Point de making of à l’horizon, mais un entretien récent avec Pascal Thomas (17’). Le réalisateur partage ses souvenirs liés à la genèse, à la production et au tournage des Maris, les Femmes, les Amants, en évoquant le casting, les conditions de prises de vue (l’improvisation était fréquente, Michel Robin qui n’avait que trois jours de tournage prévus est resté trois semaines tant il s’entendait avec Pascal Thomas), la psychologie des personnages, les décors naturels et ses intentions.
L’Image et le son
Les Maris, les Femmes, les Amants a bénéficié d’une restauration 4K, réalisée à partir du négatif original, travaux effectués par le laboratoire VDM. Que voilà un très beau master HD ! Ce Blu-ray ne déçoit pas dès la première séquence, avec une luminosité et un piqué affûté qui s’avèrent particulièrement convaincants, une colorimétrie chaude très joliment restituée, tout comme les ambiances plus feutrées et ambrées. Les noirs sont denses et les détails tranchants, la texture argentique étant elle préservée et bien équilibrée. Le relief est souvent présent, les contrastes élégants, la copie stable et propre, les arrière-plans sont aussi nets que les plans rapprochés.

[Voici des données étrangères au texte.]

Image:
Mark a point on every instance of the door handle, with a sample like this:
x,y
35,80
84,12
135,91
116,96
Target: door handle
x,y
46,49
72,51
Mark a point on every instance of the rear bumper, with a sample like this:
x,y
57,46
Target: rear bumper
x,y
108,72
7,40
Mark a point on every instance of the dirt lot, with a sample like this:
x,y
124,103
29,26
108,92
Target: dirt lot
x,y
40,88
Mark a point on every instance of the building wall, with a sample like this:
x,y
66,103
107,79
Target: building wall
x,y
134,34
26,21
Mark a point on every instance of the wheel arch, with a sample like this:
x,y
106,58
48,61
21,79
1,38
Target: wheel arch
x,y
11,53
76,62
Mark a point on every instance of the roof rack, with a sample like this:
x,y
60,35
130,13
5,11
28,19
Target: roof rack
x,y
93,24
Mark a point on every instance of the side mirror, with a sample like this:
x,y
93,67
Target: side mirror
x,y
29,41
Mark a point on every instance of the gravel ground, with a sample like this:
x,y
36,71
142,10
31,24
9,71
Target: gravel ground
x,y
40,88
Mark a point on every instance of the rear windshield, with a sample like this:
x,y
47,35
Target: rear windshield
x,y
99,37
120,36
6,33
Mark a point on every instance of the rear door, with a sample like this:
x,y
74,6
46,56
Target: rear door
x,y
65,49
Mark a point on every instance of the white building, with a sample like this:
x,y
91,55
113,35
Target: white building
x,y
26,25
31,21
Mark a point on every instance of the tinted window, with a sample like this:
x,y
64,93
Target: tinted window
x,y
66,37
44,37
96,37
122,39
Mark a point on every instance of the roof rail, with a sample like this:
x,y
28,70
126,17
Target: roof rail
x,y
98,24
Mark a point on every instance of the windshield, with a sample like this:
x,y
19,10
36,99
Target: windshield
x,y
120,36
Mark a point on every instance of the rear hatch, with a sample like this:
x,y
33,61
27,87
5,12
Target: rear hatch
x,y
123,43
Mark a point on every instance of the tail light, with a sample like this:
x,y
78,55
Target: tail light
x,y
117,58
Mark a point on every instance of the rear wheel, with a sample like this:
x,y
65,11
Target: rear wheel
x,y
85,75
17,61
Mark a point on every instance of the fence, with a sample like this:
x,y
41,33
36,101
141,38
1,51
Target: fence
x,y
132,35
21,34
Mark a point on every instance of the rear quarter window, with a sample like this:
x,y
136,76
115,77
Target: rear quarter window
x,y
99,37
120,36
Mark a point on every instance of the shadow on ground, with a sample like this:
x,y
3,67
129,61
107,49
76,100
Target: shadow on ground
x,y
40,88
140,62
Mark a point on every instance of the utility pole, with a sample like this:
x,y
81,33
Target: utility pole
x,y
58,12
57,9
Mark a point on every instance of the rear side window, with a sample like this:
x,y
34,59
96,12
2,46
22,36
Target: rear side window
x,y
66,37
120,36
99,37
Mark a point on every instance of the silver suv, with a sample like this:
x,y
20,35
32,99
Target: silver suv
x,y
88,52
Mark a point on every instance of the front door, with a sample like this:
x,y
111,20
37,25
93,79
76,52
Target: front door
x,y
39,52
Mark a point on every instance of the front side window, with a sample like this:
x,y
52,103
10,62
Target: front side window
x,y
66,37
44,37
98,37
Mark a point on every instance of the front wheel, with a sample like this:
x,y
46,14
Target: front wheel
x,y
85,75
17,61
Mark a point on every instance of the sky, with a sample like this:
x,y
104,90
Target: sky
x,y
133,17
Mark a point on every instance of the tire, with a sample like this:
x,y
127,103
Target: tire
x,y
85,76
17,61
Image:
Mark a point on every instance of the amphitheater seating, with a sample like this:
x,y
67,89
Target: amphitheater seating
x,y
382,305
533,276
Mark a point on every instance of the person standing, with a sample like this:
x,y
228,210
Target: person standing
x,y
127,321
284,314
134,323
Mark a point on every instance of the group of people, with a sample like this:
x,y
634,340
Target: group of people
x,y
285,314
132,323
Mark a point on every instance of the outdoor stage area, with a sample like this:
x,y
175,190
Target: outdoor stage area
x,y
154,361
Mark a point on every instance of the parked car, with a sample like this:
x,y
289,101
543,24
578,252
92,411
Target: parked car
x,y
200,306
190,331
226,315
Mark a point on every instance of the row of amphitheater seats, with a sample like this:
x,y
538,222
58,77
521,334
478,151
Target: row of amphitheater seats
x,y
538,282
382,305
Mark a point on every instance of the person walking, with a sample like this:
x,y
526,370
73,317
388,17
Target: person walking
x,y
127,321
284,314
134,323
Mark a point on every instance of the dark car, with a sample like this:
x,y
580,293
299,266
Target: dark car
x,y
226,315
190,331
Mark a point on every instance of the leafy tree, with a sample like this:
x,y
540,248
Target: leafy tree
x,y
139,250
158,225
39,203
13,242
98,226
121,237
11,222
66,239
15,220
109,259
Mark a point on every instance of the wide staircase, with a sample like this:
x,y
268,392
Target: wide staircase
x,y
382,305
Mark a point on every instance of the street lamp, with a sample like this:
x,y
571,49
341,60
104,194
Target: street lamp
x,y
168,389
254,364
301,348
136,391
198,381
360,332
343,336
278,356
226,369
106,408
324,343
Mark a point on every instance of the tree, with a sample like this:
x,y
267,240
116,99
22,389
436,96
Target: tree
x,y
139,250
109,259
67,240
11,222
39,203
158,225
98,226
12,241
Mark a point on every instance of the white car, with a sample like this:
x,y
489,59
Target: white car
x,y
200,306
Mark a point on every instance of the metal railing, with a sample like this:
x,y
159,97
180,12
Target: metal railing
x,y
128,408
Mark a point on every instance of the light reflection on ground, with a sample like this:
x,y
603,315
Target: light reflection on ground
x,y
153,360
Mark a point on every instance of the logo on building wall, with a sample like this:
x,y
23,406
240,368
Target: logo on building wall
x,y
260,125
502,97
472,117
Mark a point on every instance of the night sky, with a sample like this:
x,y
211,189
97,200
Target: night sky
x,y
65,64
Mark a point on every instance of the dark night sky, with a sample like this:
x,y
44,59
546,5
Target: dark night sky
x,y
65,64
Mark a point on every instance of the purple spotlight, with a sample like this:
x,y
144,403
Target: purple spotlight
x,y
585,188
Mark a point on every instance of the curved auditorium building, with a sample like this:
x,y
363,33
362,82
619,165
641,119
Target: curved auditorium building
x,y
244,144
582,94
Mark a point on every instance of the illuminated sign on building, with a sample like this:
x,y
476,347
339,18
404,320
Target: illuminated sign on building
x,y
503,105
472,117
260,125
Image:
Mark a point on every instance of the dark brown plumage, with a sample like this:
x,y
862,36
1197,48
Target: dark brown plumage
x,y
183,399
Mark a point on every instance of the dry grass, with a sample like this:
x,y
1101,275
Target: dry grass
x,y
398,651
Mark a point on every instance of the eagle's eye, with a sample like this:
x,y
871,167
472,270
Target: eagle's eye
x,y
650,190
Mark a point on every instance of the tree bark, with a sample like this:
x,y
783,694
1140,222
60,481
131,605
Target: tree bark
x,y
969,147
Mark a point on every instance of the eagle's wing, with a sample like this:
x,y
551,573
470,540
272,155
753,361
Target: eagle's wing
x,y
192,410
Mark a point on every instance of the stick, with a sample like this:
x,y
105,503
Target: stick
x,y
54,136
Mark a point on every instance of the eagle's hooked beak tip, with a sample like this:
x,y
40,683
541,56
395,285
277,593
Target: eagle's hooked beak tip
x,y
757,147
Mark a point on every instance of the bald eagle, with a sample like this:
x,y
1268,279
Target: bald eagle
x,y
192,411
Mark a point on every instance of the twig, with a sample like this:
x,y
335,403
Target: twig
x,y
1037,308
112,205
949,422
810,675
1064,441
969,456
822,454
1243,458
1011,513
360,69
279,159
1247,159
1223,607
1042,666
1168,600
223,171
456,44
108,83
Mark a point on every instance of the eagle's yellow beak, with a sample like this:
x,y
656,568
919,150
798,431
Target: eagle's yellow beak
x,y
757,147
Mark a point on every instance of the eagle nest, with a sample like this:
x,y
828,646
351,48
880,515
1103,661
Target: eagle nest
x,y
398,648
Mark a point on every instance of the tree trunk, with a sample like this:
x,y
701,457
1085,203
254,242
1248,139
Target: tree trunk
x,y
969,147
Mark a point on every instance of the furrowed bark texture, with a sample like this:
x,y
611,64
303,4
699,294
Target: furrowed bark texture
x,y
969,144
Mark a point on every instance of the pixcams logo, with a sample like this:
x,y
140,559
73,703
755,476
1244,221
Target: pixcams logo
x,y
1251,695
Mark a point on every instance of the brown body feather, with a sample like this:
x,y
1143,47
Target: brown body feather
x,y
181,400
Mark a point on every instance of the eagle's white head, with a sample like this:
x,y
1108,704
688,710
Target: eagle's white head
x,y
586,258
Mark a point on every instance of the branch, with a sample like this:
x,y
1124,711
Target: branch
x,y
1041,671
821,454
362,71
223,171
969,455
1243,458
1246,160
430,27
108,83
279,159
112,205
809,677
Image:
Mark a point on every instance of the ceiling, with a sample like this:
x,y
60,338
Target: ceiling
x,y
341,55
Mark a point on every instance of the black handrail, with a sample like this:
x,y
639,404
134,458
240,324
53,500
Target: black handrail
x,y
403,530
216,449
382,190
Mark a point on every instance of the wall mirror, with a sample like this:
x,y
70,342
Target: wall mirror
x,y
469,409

Les scènes sombres apparaissent aussi précises que les diurnes.
La piste française DTS-HD Master Audio Mono 2.0 de Les Maris, les Femmes, les Amants est plutôt percutante. Aucun souffle n’est à déplorer, ni aucune saturation dans les aigus. Les dialogues sont vifs, toujours bien détachés, la musique est délivrée avec une belle ampleur. L’ensemble est aéré, fluide et dynamique. L’éditeur fournit également les sous-titres français pour le public sourd et malentendant.